Previous research has indicated that live reovirus vaccines such as S-1133 given to broilers may have limited efficacy against VG-1, but a study of maternal antibody levels from commercial killed vaccines had not been reported, Cookson explained.
In the study, investigators raised 400 Cobb-500 chicks from two breeder flocks, designated as Flocks A and B, on fresh shavings until 5 days of age, when they were commingled and placed into floor pens.
The researchers then initiated three challenge treatment groups: One received classic S-1133 reovirus via footpad injection, the second group received VG-1 reovirus via footpad injection and the third group received VG-1 via intratracheal inoculation. A fourth group received saline only in the footpad and served as a control.
Investigators measured bodyweight and footpads every 3 days until 21 days of age. They also tested serum for reovirus antibodies and confirmed that chicks had antibodies only to classic reovirus vaccines, not to VG-1. Flock A had reovirus antibodies that were about 50% higher than Flock B’s.
Zoetis veterinarians initiated a study after a substantial increase in reovirus tenosynovitis occurred in several US broiler-producing regions during the winter of 2011-2012.

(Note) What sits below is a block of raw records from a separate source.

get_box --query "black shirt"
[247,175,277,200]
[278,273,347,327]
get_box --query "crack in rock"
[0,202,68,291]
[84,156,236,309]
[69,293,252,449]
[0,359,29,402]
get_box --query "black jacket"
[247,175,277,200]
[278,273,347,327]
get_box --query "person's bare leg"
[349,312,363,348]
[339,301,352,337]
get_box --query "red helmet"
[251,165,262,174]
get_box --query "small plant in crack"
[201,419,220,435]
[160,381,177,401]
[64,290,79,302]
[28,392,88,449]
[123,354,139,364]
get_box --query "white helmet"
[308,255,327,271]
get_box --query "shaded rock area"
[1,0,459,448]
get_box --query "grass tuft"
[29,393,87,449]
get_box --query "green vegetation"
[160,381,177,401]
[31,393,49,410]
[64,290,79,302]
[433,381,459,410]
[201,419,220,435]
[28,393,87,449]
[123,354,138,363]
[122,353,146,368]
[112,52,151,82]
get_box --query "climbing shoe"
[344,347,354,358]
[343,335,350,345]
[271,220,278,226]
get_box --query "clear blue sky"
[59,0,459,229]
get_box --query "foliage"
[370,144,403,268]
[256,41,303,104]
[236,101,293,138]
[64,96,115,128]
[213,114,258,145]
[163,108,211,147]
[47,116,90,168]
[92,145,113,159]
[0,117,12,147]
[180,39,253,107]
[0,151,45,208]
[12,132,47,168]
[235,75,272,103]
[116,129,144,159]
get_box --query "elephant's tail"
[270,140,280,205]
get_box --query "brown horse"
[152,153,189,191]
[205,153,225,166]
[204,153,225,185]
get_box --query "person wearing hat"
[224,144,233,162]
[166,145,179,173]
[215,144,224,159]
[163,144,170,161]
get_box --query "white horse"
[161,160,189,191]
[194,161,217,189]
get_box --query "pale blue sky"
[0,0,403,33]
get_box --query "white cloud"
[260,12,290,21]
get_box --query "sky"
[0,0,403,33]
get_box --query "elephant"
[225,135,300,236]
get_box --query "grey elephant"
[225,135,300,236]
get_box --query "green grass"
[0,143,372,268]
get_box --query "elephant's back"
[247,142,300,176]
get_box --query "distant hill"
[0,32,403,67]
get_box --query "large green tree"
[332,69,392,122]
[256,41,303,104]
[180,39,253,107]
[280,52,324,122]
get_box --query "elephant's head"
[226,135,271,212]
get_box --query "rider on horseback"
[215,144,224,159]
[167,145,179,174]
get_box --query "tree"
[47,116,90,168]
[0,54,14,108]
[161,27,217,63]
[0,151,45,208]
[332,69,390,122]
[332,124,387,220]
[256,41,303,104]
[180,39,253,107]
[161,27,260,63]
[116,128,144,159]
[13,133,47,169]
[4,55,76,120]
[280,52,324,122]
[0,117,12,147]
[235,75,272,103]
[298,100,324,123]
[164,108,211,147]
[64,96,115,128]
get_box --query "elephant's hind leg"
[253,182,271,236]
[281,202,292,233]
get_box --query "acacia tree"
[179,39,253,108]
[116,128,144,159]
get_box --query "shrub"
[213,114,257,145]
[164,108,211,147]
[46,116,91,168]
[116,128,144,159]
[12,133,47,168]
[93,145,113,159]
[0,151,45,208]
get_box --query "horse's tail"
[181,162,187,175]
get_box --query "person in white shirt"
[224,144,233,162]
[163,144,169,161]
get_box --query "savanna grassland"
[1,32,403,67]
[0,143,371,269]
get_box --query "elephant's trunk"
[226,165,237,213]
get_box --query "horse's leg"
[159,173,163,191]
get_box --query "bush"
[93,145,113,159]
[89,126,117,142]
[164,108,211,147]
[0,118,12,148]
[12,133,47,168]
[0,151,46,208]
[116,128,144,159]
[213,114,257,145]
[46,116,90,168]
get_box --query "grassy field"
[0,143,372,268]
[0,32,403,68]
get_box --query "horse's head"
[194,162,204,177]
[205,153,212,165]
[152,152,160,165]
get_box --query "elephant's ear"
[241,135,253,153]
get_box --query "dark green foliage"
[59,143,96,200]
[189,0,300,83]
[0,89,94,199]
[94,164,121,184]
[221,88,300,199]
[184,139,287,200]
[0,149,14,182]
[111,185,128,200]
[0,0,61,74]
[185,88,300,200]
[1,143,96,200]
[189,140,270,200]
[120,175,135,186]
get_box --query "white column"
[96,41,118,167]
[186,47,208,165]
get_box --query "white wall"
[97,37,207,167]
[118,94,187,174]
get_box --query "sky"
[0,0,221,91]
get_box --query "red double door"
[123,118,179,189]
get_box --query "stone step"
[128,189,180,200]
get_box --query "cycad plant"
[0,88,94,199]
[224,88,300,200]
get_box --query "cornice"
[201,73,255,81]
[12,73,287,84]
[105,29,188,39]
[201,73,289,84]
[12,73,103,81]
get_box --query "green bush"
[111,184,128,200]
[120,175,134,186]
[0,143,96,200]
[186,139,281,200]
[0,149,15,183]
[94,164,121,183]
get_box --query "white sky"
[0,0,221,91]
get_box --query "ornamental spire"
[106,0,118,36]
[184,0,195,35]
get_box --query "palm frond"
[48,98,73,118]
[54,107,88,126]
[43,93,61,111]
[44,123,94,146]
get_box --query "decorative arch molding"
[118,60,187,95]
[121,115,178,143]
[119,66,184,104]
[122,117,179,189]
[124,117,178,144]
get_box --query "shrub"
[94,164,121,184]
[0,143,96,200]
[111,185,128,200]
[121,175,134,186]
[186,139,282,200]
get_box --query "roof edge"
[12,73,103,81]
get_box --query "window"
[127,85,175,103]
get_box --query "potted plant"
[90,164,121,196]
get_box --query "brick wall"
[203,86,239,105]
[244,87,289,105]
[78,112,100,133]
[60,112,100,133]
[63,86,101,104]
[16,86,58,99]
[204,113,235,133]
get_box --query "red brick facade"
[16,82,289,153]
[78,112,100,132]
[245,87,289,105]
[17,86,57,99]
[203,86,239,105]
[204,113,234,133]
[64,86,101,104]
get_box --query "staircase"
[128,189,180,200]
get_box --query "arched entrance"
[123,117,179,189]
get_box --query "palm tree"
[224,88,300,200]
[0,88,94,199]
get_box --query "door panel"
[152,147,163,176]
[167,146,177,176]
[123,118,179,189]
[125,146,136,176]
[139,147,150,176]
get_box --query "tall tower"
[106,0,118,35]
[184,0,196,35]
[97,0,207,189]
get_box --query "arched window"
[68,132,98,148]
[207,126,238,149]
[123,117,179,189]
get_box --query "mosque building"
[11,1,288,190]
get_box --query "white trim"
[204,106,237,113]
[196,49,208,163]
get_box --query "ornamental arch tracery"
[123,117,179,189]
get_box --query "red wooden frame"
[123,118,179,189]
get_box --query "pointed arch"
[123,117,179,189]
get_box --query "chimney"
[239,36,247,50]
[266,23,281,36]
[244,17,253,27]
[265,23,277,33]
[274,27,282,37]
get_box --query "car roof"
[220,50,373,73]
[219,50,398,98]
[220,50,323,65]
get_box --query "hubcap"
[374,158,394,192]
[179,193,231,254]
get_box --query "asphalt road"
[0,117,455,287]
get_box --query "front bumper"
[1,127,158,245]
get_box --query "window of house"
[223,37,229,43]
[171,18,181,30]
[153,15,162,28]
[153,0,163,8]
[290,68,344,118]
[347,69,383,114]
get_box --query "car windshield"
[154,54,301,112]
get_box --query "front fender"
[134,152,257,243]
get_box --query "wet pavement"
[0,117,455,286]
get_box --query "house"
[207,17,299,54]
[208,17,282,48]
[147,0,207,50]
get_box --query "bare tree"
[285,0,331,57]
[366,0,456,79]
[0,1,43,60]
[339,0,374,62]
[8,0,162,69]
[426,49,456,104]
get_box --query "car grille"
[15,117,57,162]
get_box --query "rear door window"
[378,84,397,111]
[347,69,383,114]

Weight gain only major difference
The only substantial finding between flocks was that Flock A had higher weight gain after VG-1 challenge, and the difference was statistically significant (p ≤ 0.05), Cookson said.
The incidence of tendon swelling was lowest in the group that received S-1133, followed by VG-1 administered in the footpad. It was highest — 80% — in broilers that received intratracheal VG-1, Cookson continued.
Broilers challenged in the footpad had an incidence of hydropericardium — a noninflammatory accumulation of watery fluid in the pericardial cavity — that was low at 8%-12%, compared to 40%-46% in the group challenged with VG-1 via the intratracheal route, he said.
There have been numerous field reports of VG-1 vertical shedding — from hens to chicks — but the high incidence of hydropericardium and tendon swelling in the intratracheal challenge group demonstrates that VG-1 is also quite infectious via horizontal, or chicken-to-chicken, exposure, Cookson noted. Therefore, once this virus is introduced, it is capable of sustaining itself on farms over consecutive flock placements.
“A properly chosen autogenous vaccine may be the most effective way to help protect against VG-1 challenge, but this study suggests that higher ‘classic’ antibodies can also help provide a moderating benefit,” Cookson concluded.
1 Cookson K, et al. Comparison of reovirus challenge viruses s-1133 and variant Group-1 in two commercial broiler flocks with different maternal immunity levels. Abstracts, International Poultry Scientific Forum, Atlanta, 2014.